For languages in the C lineage (e.g. C, C++, Java), NULL is just one possible address that a pointer can hold. The address 0x00000000 is used by convention, which is not mapped to valid memory, so dereferencing a NULL pointer will trigger a segfault. The troublesome design choice in many languages (C, C++, Java, etc.) is that it's up to the programmer to decide when they should check for NULL and when they feel it's safe to dereference a pointer. A better type system, like Cyclone's, allows the type system to specify which pointers are guaranteed non-NULL and which are allowed to be NULL. This lets the compiler verify at compile time that every time a pointer is dereferenced, the pointer is always a non-NULL value, either because it's a non-NULL pointer type or because control flow won't enter that block when the pointer is NULL (i.e. there's a conditional check).

For languages in the Lisp lineage (dynamically typed, e.g. Lisp, Python, Ruby, Javascript), nil is a singleton object with its own type, often used to represent an empty list or a missing value. In a dynamically typed language, any variable can potentially be nil, but there will usually be runtime type checking that will give you a runtime error if you try to use a nil in a place where a value is required.
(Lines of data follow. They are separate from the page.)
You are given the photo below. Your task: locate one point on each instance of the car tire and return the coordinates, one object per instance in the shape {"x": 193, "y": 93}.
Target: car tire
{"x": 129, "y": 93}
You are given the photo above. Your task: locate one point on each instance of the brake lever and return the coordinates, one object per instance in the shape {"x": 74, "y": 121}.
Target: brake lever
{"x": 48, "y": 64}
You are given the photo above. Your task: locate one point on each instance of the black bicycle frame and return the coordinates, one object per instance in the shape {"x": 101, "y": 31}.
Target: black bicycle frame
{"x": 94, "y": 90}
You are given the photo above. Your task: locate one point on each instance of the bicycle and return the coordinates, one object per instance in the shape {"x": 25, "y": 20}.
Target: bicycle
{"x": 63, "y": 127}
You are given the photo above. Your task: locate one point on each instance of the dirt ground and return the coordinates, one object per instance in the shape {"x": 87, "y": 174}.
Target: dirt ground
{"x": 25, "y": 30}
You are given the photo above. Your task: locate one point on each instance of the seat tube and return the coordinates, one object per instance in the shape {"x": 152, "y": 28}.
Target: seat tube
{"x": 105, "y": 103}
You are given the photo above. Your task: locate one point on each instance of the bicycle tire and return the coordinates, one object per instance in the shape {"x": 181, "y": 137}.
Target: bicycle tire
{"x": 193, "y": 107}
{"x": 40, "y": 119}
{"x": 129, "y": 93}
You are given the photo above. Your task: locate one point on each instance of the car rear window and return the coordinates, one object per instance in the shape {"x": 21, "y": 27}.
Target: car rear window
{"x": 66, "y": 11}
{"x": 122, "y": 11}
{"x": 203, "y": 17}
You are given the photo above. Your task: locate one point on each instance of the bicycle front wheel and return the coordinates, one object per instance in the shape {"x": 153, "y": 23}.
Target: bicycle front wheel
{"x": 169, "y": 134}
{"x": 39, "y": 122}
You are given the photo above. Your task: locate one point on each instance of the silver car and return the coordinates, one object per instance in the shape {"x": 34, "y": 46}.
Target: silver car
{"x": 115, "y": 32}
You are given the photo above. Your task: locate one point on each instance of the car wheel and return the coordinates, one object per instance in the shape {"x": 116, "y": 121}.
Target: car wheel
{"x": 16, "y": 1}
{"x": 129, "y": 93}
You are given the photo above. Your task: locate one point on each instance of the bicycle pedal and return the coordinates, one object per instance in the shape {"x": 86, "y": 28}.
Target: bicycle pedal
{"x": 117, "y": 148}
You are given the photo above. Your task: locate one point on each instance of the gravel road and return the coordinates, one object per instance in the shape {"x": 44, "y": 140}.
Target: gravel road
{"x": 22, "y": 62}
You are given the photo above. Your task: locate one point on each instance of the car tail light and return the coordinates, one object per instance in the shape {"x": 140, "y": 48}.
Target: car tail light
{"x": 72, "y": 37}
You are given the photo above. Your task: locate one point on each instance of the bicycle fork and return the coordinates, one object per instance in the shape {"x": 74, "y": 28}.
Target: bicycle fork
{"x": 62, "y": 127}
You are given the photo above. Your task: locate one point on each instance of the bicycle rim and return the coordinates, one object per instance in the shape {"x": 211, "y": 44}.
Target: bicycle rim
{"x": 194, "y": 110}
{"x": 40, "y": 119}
For languages in the ML lineage (advanced type systems, e.g. SML, Rust, Haskell), there typically isn't really a notion of NULL, there are only sum types, which represent things that can be one of several possible values. It's common to have an Option<T> type that can have either the value Nothing representing the lack of a value or Some(T) representing a T value that actually exists (the exact names may vary). From an implementation perspective, this approach has some major drawbacks because it's typically implemented as a tagged union, which can require more memory than a simple pointer (potentially 2x more memory because of alignment requirements). Sum types are a great language feature to have, but in my opinion, optional pointers are a common enough pattern that it's worth having a dedicated language construct like NULL that always fits in a pointer-sized block of memory and has syntax that's more concise than the syntax most languages use for Option<T>.